9) - A valve as claimed in one of the foregoing Claims, characterised by the fact that said axial hole (12) on said plunger (5) is defined, between said annular projection (15) and its bottom end, by a further conical surface (27).

10) - A valve as claimed in one of the foregoing Claims, characterised by the fact that the axial length of said seat (2) is such as to enable the whole of said plunger (5) to remain inside said seat (2), at least throughout the stroke required for fully opening and closing said opening (3).

11) - A valve as claimed in one of the foregoing Claims, characterised by the fact that said electromagnet (6) is housed inside a bell (31) having its bottom edge laser welded to said body (1).

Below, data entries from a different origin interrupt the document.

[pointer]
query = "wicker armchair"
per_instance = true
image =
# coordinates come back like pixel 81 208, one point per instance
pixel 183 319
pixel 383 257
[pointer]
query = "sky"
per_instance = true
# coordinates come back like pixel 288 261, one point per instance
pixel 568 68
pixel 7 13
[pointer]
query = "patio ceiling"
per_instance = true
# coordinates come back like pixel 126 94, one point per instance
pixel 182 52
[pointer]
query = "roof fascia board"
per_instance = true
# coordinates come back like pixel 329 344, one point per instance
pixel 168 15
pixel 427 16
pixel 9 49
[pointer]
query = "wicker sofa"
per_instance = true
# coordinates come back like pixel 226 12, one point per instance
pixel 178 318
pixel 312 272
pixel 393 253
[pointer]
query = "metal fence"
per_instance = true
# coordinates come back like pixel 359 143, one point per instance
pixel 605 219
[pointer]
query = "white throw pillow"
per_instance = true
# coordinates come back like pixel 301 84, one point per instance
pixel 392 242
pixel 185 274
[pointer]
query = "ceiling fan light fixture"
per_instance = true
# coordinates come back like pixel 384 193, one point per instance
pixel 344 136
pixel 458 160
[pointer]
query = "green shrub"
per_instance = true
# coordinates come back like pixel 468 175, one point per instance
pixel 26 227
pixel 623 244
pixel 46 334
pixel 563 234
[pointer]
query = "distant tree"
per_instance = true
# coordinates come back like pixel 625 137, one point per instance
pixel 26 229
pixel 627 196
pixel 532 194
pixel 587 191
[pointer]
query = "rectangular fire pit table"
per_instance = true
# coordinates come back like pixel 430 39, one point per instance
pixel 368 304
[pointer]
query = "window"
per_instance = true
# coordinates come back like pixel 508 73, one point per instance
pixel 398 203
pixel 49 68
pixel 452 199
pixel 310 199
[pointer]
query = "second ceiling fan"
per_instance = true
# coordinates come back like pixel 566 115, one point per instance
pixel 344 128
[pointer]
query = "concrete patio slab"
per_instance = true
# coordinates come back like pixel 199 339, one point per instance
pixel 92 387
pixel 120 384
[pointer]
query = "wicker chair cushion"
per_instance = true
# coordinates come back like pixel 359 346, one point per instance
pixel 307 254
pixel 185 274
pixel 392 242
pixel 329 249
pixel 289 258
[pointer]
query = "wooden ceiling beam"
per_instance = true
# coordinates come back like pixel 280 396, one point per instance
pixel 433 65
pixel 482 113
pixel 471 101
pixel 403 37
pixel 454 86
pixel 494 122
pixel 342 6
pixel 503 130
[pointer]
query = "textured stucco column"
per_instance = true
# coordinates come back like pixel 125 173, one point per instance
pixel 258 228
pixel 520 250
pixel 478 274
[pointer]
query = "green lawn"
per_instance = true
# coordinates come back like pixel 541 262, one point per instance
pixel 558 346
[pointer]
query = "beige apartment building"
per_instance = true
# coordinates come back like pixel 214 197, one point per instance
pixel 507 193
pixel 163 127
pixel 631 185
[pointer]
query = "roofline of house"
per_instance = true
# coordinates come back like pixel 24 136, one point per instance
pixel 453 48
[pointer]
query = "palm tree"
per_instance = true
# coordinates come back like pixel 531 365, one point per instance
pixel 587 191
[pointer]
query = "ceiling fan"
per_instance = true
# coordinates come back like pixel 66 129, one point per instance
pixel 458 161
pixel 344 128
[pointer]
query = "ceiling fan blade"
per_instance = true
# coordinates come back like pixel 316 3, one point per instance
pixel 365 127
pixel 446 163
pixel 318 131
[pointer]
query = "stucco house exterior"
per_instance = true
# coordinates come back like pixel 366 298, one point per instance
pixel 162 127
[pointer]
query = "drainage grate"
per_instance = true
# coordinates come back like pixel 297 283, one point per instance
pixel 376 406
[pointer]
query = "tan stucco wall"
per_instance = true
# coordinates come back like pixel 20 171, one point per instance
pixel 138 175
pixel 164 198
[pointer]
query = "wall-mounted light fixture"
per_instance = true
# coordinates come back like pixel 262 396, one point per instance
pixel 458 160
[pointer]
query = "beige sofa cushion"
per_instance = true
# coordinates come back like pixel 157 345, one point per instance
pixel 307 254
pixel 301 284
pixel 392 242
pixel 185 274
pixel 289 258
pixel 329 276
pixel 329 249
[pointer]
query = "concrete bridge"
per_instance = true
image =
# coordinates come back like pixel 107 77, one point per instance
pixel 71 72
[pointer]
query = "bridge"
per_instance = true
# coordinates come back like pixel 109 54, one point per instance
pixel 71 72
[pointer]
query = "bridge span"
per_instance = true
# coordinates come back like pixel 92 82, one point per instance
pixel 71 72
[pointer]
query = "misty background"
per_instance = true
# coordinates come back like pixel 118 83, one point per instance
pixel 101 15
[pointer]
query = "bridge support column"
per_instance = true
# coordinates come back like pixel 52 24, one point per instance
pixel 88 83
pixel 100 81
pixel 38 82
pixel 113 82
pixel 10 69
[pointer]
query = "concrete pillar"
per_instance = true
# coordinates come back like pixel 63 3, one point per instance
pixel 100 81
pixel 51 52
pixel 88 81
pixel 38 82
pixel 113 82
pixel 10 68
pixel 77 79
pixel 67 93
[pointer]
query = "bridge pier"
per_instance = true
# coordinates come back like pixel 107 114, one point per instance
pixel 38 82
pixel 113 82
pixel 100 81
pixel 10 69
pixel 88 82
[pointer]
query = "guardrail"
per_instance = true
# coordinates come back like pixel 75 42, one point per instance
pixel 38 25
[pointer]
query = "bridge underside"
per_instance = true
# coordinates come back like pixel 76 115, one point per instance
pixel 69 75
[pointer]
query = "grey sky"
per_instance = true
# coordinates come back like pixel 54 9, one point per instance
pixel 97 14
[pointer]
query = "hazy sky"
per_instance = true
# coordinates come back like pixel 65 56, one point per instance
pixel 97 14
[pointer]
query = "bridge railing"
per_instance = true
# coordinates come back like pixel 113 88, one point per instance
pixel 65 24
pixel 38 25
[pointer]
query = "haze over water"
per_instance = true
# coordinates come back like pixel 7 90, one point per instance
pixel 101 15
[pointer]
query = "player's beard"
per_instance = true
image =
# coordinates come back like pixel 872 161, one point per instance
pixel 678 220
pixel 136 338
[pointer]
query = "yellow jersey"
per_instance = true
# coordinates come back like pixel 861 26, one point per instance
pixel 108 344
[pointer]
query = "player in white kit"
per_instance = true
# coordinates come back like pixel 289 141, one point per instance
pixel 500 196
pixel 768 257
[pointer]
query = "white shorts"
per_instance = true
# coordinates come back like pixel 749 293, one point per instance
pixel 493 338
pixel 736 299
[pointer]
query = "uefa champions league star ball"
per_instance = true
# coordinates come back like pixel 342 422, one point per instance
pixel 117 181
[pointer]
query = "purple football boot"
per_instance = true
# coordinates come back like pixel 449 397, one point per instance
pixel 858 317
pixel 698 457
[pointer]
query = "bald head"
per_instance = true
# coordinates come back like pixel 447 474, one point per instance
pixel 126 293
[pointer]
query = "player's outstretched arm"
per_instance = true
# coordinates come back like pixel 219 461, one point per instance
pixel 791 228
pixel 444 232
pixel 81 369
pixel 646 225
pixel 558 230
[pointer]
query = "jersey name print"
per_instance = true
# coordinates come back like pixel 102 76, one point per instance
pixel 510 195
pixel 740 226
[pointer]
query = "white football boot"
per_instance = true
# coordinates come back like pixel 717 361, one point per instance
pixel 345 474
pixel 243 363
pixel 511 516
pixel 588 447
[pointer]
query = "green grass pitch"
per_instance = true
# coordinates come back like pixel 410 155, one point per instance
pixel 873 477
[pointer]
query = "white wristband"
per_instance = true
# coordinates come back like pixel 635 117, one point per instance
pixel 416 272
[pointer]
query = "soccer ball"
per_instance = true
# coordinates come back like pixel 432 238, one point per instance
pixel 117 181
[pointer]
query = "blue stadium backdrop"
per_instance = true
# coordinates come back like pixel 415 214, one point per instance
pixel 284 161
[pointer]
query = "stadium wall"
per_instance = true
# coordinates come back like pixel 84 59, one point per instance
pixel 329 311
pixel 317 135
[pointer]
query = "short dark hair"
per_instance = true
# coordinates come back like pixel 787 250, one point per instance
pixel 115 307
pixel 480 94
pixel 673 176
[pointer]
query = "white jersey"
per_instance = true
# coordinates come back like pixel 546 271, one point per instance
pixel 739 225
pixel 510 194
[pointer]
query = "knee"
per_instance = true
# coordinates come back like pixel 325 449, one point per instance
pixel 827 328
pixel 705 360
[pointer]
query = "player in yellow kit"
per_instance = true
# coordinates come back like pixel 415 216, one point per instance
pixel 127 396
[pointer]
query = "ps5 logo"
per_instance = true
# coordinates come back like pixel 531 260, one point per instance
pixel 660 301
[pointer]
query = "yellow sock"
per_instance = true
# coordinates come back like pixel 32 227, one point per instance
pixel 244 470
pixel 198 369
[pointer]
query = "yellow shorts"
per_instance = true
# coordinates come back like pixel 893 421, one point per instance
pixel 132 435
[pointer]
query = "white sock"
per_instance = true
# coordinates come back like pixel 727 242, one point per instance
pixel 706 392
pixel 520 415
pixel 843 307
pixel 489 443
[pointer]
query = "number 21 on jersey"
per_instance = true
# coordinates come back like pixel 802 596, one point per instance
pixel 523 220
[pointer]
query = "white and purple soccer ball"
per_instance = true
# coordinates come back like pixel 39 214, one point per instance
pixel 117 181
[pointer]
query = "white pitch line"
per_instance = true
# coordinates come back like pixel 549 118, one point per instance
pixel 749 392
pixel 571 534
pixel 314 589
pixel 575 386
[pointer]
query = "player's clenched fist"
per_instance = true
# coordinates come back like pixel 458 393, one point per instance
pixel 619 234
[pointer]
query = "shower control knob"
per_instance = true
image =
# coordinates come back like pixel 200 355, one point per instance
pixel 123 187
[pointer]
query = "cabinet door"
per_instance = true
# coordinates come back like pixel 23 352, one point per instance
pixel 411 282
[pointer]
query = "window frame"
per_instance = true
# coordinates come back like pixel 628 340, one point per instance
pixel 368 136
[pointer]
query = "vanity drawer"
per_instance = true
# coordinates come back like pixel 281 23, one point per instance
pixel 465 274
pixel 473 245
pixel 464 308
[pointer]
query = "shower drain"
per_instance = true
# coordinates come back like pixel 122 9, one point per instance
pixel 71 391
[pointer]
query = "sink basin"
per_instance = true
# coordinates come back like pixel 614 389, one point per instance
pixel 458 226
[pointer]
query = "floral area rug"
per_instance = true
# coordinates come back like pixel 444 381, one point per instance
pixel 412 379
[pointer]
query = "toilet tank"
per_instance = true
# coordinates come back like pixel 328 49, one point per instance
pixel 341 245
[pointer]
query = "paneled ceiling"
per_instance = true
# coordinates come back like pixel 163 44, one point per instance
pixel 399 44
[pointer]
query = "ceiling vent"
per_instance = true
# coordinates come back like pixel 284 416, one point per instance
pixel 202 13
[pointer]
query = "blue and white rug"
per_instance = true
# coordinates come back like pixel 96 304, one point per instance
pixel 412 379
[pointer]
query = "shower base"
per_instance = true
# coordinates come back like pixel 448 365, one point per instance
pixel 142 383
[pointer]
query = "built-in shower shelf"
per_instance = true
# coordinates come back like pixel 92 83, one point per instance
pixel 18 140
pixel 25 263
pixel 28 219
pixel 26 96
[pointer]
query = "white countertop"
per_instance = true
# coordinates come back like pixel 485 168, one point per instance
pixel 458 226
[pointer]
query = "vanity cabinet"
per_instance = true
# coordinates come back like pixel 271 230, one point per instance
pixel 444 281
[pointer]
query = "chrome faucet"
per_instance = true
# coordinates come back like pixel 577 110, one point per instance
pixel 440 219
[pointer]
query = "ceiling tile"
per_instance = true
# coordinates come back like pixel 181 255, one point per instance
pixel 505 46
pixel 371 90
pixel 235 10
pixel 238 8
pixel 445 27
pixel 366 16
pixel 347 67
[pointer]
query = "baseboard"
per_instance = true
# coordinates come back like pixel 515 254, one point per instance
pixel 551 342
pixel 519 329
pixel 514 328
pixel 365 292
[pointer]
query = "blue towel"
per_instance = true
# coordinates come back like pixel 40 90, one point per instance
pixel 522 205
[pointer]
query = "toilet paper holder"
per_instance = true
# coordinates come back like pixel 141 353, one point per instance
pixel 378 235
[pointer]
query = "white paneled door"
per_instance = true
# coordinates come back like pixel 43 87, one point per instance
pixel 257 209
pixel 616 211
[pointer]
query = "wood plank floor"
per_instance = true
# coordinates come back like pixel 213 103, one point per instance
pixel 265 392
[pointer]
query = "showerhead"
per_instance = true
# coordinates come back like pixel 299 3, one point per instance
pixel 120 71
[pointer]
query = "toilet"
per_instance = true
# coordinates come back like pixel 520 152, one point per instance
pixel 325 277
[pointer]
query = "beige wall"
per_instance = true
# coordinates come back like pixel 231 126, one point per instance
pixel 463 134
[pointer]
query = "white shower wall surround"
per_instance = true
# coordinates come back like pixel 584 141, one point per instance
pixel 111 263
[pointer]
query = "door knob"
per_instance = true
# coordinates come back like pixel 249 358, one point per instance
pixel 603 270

12) - A valve as claimed in one of the foregoing Claims, characterised by the fact that said core (10) presents an end pin (33) fitted inside a hole in the end wall of said bell (31), and secured to the same by permanently deforming the end of the pin itself.

13) - A valve as claimed in one of the foregoing Claims, characterised by the fact that said electromagnet com prises a spool (36) of plastic material, from which project a pair of bars (35) each housing a blade (34) connected electrically to the winding of said electromagnet; each of said bars presenting small cavities (37) formed in lateral surfaces of the same.

14) - A valve as claimed in one of the foregoing Claims, characterised by the fact that it comprises at least one bush (38) having an end wall (40) in which are formed openings for said bars (35); flexible tabs (41) projecting from said end wall (40) and having teeth designed to click elastically inside said cavity (37) for locking said bush (38) to the valve.

15) - A valve as claimed in one of the foregoing Claims, characterised by the fact that, between said electromagnet and said end wall of said bell, there is inserted a precompressed sealing ring.